After a five-year gap, Williams returned to BC in the summer of 2009 and did well for the semester. The time gap, however, affected Williams GPA. Williams said she could not understand why if her grades for her current classes were good that her GPA remained so low. After speaking to a former professor, Williams found that she was eligible for academic renewal.

This renewal helped Williams current grades to be the sole contributors to her GPA, which increased after the change. Another problem Williams had to undergo was the catalogues, because of her gaps the catalogues would change, and she would have to retake classes that she had taken before but were no longer valid. This setback made Williams determined to try to remain in school.

“In 2009, I said ‘I’m not stopping. I am not losing my catalogue rights.’ I’m going to do what I need to do,” said Williams as she punctuated each point by hitting her fist against her hand.

Williams kept true to her word as another obstacle came up, Williams had been diagnosed with diabetes and had to undergo a lot of health related issues during that time.

In 2015, Williams was washing dishes when she cut her pinkie and thumb. Williams attended to it at the time but she lost partial movement in her arm and hand, and when Williams went to the hospital to get checked out, she found out she had a blood clot. Williams could not write and had to rely on classmates to take notes for her so she could study for exams. Williams also could not carry a backpack and this resulted in her having to push a cart around to carry her school supplies.
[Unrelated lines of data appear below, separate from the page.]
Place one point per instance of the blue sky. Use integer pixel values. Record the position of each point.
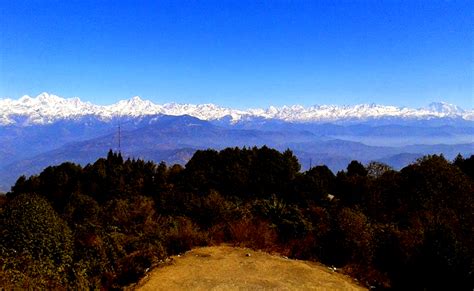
(240, 54)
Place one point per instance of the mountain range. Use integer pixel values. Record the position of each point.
(48, 108)
(47, 129)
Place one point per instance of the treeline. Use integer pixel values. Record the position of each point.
(105, 224)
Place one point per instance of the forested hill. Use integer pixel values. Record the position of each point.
(105, 224)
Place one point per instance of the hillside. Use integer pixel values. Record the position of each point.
(228, 268)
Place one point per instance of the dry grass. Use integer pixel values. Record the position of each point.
(229, 268)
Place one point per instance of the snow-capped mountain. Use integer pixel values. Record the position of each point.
(47, 108)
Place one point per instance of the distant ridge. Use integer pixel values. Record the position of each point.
(48, 108)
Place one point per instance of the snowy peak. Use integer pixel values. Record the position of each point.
(47, 108)
(445, 108)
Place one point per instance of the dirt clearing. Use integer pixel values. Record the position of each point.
(229, 268)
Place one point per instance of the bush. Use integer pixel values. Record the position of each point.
(35, 243)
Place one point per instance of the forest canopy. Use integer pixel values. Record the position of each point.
(103, 225)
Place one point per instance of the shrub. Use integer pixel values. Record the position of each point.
(35, 243)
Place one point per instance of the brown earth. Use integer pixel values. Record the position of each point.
(229, 268)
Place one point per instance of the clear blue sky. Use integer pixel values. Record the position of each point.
(240, 53)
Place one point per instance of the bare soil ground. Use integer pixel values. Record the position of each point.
(230, 268)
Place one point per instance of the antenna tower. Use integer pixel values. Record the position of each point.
(120, 138)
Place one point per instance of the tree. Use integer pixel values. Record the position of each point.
(36, 242)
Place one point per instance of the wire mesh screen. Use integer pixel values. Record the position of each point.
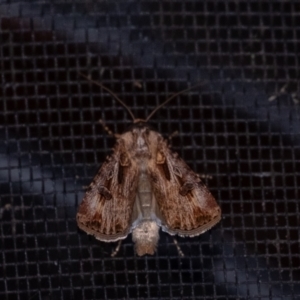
(241, 127)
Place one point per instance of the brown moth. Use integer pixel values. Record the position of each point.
(143, 186)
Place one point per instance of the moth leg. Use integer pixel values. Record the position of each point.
(178, 248)
(172, 135)
(114, 253)
(205, 176)
(107, 129)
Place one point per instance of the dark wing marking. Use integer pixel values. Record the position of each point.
(185, 204)
(106, 209)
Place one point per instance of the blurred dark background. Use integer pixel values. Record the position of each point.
(241, 127)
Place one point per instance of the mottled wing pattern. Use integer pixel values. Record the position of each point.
(106, 209)
(186, 206)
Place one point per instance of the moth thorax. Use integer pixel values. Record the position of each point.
(145, 236)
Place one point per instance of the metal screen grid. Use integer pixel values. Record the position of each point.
(241, 127)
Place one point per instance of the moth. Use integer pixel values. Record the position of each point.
(144, 186)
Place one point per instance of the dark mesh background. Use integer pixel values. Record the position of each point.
(241, 127)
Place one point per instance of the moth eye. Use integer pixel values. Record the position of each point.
(177, 172)
(185, 188)
(124, 160)
(103, 191)
(160, 158)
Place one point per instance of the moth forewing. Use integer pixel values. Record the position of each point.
(142, 186)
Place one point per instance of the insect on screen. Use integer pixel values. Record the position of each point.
(240, 128)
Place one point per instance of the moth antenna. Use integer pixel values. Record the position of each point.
(170, 98)
(112, 94)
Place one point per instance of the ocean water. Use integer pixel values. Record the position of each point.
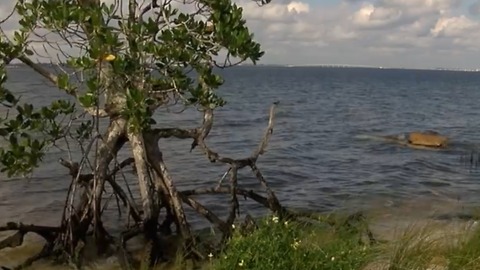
(323, 154)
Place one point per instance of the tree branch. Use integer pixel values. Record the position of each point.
(54, 79)
(209, 215)
(87, 178)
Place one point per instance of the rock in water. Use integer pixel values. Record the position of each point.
(427, 139)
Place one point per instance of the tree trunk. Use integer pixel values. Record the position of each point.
(164, 180)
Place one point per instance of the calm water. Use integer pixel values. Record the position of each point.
(320, 156)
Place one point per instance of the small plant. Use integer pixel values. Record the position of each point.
(465, 254)
(278, 244)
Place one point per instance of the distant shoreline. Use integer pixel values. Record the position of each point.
(338, 66)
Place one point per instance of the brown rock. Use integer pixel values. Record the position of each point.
(427, 139)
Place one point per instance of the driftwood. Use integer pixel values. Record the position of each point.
(158, 192)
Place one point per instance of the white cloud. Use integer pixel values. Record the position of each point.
(408, 33)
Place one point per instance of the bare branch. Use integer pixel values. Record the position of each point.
(267, 135)
(54, 79)
(202, 210)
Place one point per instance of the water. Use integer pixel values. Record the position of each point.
(320, 157)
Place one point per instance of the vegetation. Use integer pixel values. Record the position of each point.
(123, 62)
(299, 245)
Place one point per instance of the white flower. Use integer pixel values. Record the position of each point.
(275, 219)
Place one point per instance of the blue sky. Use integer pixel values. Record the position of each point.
(388, 33)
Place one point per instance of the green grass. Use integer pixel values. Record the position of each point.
(279, 245)
(276, 245)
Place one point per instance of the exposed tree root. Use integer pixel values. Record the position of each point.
(158, 193)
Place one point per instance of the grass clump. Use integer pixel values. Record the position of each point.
(465, 254)
(280, 244)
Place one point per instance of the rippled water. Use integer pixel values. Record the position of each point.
(321, 156)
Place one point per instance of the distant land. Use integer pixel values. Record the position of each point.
(324, 66)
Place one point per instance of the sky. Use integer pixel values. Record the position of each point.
(386, 33)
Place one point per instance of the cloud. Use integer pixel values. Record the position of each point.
(400, 33)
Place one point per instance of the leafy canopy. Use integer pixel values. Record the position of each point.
(133, 59)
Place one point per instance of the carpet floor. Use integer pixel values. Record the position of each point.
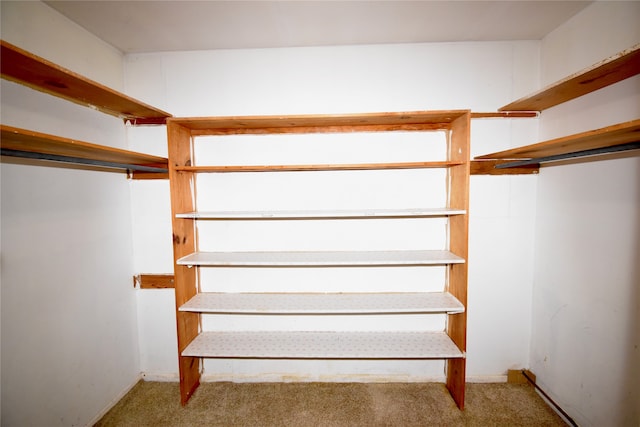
(330, 404)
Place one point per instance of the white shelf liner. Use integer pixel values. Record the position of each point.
(323, 345)
(323, 303)
(323, 214)
(321, 258)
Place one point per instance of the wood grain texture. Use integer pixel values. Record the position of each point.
(184, 243)
(321, 167)
(612, 70)
(609, 136)
(459, 244)
(36, 142)
(37, 73)
(320, 123)
(155, 281)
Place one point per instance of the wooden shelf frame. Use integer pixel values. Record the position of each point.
(607, 72)
(17, 142)
(183, 170)
(30, 70)
(620, 137)
(324, 214)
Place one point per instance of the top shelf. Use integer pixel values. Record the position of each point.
(321, 123)
(612, 70)
(610, 136)
(30, 70)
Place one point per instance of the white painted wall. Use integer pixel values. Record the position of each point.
(586, 299)
(69, 335)
(480, 76)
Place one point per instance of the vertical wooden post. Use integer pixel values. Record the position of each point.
(184, 243)
(458, 244)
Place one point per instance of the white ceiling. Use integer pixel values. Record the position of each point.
(149, 26)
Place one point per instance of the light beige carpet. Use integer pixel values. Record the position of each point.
(330, 404)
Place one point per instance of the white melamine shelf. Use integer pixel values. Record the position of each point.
(323, 303)
(323, 345)
(321, 258)
(324, 214)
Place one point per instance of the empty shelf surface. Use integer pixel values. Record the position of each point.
(321, 258)
(324, 303)
(320, 214)
(25, 68)
(25, 143)
(323, 345)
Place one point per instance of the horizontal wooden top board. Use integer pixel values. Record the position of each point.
(34, 142)
(368, 122)
(30, 70)
(321, 258)
(324, 214)
(612, 70)
(609, 136)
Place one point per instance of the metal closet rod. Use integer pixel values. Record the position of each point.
(584, 153)
(79, 160)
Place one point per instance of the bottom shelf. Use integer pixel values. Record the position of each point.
(323, 345)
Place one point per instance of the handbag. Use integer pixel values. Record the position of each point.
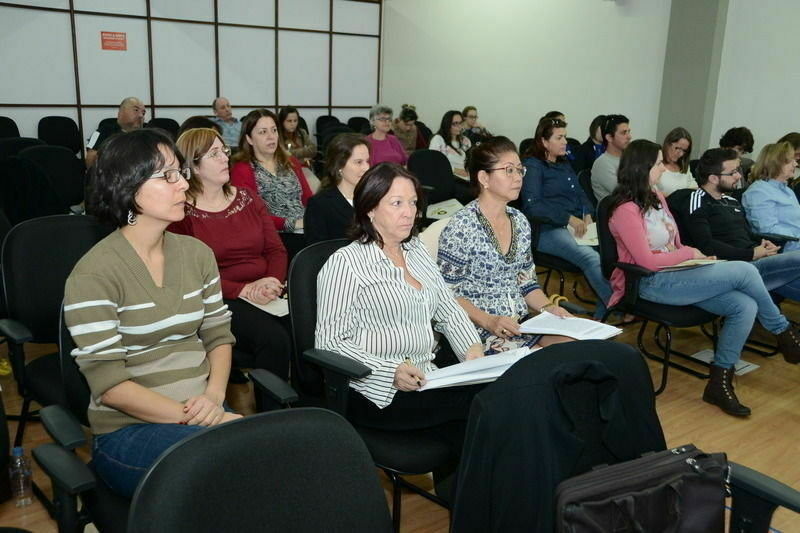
(680, 490)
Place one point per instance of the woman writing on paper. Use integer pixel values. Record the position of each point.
(485, 253)
(646, 235)
(375, 302)
(236, 224)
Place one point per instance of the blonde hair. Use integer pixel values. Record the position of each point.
(770, 161)
(194, 144)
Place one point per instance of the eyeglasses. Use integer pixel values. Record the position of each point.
(173, 175)
(511, 169)
(215, 153)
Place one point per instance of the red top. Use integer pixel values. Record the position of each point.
(243, 238)
(242, 175)
(628, 227)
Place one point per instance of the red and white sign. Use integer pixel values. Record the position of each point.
(113, 40)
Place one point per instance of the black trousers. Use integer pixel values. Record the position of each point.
(262, 337)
Williams graduated on May 12, 2017 from BC, but is taking journalism classes in order to transfer into the CSUB Communications program.

Williams said that child development classes have been her preferred classes as she wishes to be a kindergarten teacher in order to make a difference with the coming generations.

“Child development is my passion. After I get my BA, I would like to become a kindergarten teacher, helping the children and helping the communities, my quote is, ‘You gotta’ give them to me while they sap before they turn into their tree,’ Williams laughed, ‘because you can’t bend no tree’.”

Williams admitted that not all her BC experiences have been positive as she has been the butt of the joke from some BC students. Williams doesn’t hold it against them though, because she knows that these types of attitudes come from people who lack compassion, something Williams believes is important for society to reestablish.

Some advice she would like others in her position to know is that perseverance, hope and faith are critical to being successful, she said, “Never give up, we can make it, we are the generation that can make it.”

When asked how she wished to be remembered she said, “I want people to remember me as being an encourager, an encouraging person because sometimes we don’t know what nobody is going through, and sometime that smile, that hug, or that good word, it helps the person go on and it helps brighten their day.”